Our preference at InterDigital is always to reach agreements through amicable bilateral negotiations with all of our customers. In our most recent quarterly earnings, we revealed that we had signed seven new agreements in the first quarter, headlined by our new agreement with Samsung for digital TVs and display monitors. None of these agreements required any litigation.
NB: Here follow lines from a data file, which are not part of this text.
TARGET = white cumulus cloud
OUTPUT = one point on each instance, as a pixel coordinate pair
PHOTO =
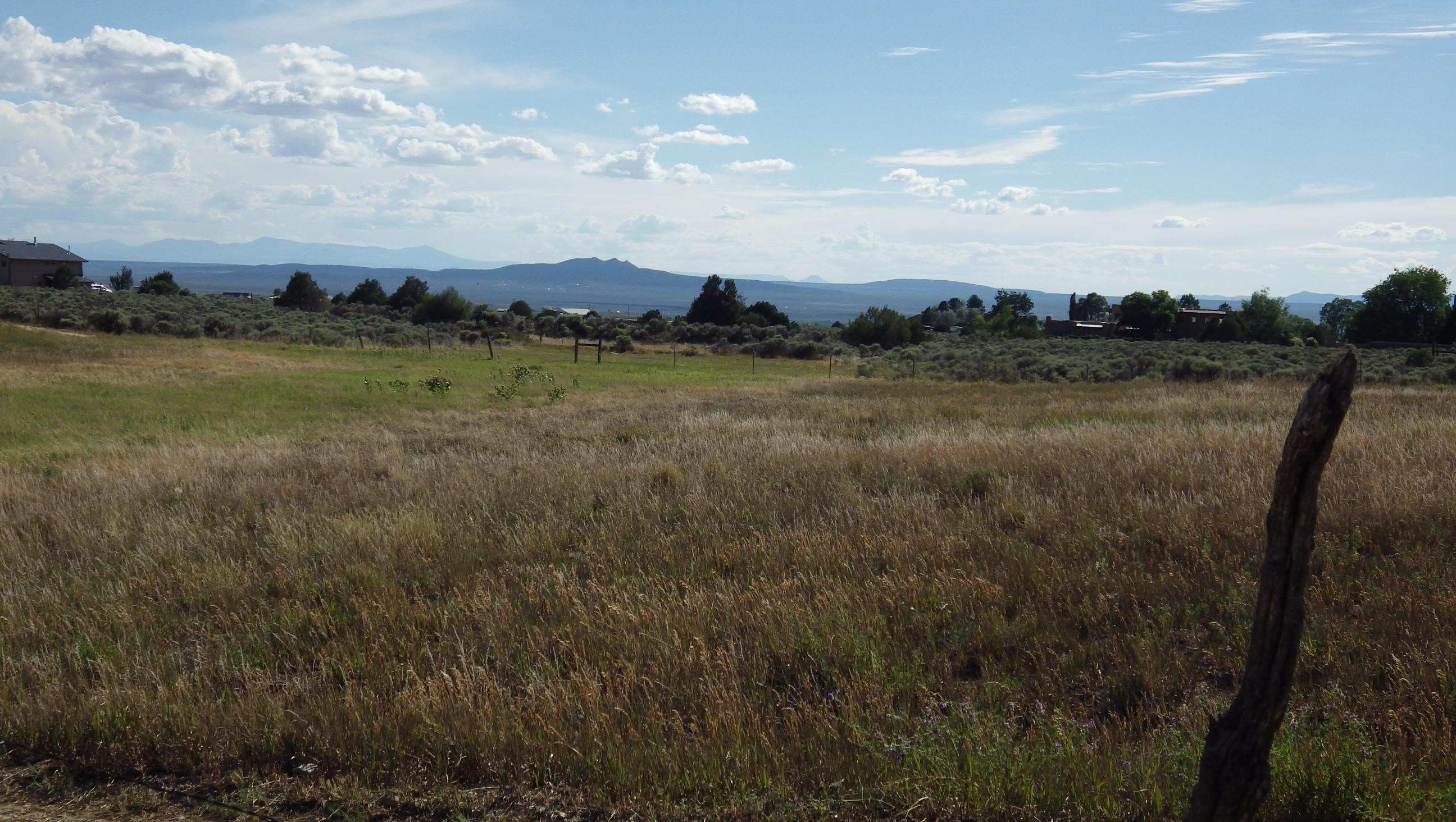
(998, 204)
(650, 226)
(712, 104)
(324, 66)
(1001, 153)
(1174, 222)
(641, 165)
(699, 136)
(1394, 233)
(766, 166)
(1206, 6)
(919, 185)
In contrast to our experience with Lenovo, these counterparties engaged in negotiation with an intention to find a resolution, whereas Lenovo states publicly, that they “look forward to the next phase of the litigation.”

It is clear from the more than 15 years of negotiation and from the Munich court’s reasoning, that Lenovo falls into that band of implementers who choose delay and obfuscation instead of paying a reasonable royalty for patented technologies that millions of Lenovo devices infringe every day.

I welcome the Munich decision and applaud the judges for seeing through Lenovo´s narrative of “seeking transparency” in FRAND licensing for what it really is: hold-out. However, simple point scoring in national courts has never been my ultimate goal and I take no pleasure in it. As InterDigital’s Chief Licensing Officer, my focus is instead always on building the relationships which provide for long-term agreements that fairly value our extensive portfolio of wireless, video, and AI technologies. I would hope to see Lenovo change its posture and to move, finally, to an appropriate settlement. The “bleeding” must end so that both companies can reinvest the significant sums of money being spent on continued global litigation into foundational research that will benefit consumers and industry worldwide.